Crystal Structure: The crystal structure of M15 bound to GABARAP (1.42 Å resolution) revealed that the N-methylated peptide binds in an almost identical mode to the native ULK1 peptide (RMSD 0.1 Å). The N-methyl group at Nle6 points toward the solvent, suggesting the affinity gain is entropic (pre-organization of the unbound state) rather than enthalpic (new contacts).

C. Incompatibility of Strategies

Combining stapling and N-methylation (Peptide M17) resulted in non-additive effects ( $K_d = 71$ nM), performing worse than either modification alone.
MD simulations suggested that stapling and N-methylation pre-organize the peptide backbone into different conformational ensembles. Combining them forces the central residue into a suboptimal conformation distinct from the preferred states of the individual modifications.

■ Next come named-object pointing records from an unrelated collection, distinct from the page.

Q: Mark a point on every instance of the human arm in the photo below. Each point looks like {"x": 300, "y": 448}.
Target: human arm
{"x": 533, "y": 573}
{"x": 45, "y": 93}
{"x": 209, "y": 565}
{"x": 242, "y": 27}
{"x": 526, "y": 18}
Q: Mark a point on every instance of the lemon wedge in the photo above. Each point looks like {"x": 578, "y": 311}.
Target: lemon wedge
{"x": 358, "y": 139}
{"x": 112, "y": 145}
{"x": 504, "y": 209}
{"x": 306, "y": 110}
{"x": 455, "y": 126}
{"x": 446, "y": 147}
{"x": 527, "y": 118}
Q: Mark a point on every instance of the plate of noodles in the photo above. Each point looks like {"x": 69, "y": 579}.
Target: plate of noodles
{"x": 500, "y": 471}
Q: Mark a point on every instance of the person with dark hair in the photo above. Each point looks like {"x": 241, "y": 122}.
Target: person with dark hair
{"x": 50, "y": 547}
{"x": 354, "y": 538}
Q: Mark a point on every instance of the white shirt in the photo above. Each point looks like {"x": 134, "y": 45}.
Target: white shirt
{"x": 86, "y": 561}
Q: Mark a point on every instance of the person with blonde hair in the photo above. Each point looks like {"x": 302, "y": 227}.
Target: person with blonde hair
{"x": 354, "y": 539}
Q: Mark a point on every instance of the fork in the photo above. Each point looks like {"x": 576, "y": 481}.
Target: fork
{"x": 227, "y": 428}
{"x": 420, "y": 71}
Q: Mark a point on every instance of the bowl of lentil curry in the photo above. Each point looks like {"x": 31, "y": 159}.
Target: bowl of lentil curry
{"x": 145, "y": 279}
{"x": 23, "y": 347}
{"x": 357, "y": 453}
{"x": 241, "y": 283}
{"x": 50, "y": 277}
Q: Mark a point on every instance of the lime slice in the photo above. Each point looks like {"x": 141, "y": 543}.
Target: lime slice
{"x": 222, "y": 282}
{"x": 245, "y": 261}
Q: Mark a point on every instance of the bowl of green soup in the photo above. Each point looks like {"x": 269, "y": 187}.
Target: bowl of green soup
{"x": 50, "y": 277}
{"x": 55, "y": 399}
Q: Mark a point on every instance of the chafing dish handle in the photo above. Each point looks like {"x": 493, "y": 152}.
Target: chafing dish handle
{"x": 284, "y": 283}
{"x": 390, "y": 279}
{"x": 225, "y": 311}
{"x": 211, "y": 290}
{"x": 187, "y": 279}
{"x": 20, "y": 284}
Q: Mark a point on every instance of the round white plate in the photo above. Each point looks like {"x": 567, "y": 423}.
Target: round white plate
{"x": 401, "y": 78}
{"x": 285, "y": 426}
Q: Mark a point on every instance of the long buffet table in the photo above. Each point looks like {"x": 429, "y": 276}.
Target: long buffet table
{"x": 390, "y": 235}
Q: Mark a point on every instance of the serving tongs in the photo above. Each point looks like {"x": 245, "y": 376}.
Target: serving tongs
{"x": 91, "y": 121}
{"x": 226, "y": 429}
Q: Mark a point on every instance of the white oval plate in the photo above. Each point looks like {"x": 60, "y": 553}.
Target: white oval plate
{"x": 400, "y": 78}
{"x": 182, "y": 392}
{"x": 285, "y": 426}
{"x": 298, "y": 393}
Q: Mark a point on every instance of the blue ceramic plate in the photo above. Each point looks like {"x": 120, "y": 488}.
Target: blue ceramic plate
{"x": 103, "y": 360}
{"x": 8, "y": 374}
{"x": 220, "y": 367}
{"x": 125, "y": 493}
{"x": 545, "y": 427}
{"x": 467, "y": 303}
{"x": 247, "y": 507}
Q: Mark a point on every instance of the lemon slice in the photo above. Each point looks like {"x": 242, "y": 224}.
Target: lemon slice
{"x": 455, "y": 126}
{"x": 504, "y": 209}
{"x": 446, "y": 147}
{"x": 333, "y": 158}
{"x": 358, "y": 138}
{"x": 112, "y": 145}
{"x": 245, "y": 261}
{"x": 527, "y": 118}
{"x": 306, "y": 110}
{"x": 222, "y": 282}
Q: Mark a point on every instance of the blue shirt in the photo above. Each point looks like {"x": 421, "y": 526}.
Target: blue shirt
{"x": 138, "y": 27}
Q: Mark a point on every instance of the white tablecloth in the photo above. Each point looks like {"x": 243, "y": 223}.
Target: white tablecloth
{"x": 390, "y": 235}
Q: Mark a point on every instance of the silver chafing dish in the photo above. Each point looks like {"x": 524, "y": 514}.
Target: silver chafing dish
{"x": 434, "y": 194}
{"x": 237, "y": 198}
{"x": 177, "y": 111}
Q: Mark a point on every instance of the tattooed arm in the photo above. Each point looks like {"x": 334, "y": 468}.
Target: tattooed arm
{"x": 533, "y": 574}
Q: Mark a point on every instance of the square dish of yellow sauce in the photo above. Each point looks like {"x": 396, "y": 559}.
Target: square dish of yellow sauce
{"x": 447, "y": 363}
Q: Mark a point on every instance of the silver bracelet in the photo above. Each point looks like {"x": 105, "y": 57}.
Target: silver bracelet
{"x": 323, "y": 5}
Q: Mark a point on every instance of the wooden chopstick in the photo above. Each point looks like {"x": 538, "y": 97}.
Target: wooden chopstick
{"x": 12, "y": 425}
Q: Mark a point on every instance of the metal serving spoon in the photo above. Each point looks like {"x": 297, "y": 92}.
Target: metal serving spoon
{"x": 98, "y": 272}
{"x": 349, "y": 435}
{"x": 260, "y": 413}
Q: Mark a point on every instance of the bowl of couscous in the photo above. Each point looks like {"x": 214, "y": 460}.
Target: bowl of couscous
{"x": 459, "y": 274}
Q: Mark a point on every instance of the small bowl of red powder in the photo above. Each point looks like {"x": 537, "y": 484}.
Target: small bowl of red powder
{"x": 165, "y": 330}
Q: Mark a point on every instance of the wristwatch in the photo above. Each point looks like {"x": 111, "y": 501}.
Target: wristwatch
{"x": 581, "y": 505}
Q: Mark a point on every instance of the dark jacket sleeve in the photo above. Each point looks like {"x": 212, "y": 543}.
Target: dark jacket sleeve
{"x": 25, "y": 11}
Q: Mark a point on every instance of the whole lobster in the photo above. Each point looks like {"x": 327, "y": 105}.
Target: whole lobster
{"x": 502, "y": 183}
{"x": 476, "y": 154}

D. Minimalization and Permeability

Truncation: The N-methylated peptide (M15) was successfully truncated to a tetrapeptide (M23, sequence: Trp-Nle(Me)-Val-Ala) by removing N- and C-terminal residues.
- The tetrapeptide retained sub-micromolar affinity ( $K_d = 162$ nM).
- It contained no charged residues and only three backbone amides.
Permeability:
- Larger peptides (9-mers) showed negligible passive permeability in PAMPA assays.
- The tetrapeptide (M23) and a further modified tripeptide analog (M24, lacking the N-terminal amide) demonstrated moderate passive permeability in PAMPA and enhanced permeability in MDCK assays.

4. Significance

Drug-Like Space: This work successfully navigates the "drug-like" space for GABARAP ligands, moving from large, charged peptides to small, neutral, cell-permeable peptidomimetics.
Mechanistic Insight: The study provides a rare example where N-methylation of a linear peptide enhances affinity for a $\beta$ -strand binding partner by pre-organizing the unbound state, supported by crystallographic evidence showing the bound structure remains canonical.
Therapeutic Application: The development of high-affinity, selective, and cell-permeable GABARAP ligands is a critical step forward for:
1. Autophagy Modulation: Creating specific inhibitors to study autophagy in disease models.
2. Targeted Protein Degradation (TPD): Serving as the "warhead" in autophagy-targeting chimeras (ATTECs) to degrade disease-causing proteins via the lysosome.
Future Potential: The minimal tetrapeptide scaffold allows for solution-phase synthesis, enabling further chemical diversification (e.g., amide bond isosteres) to optimize pharmacokinetics and potency.

In conclusion, the authors have established a robust platform for generating minimal, high-affinity, and cell-permeable ligands for the challenging GABARAP target, overcoming the limitations of traditional small molecules and large peptides.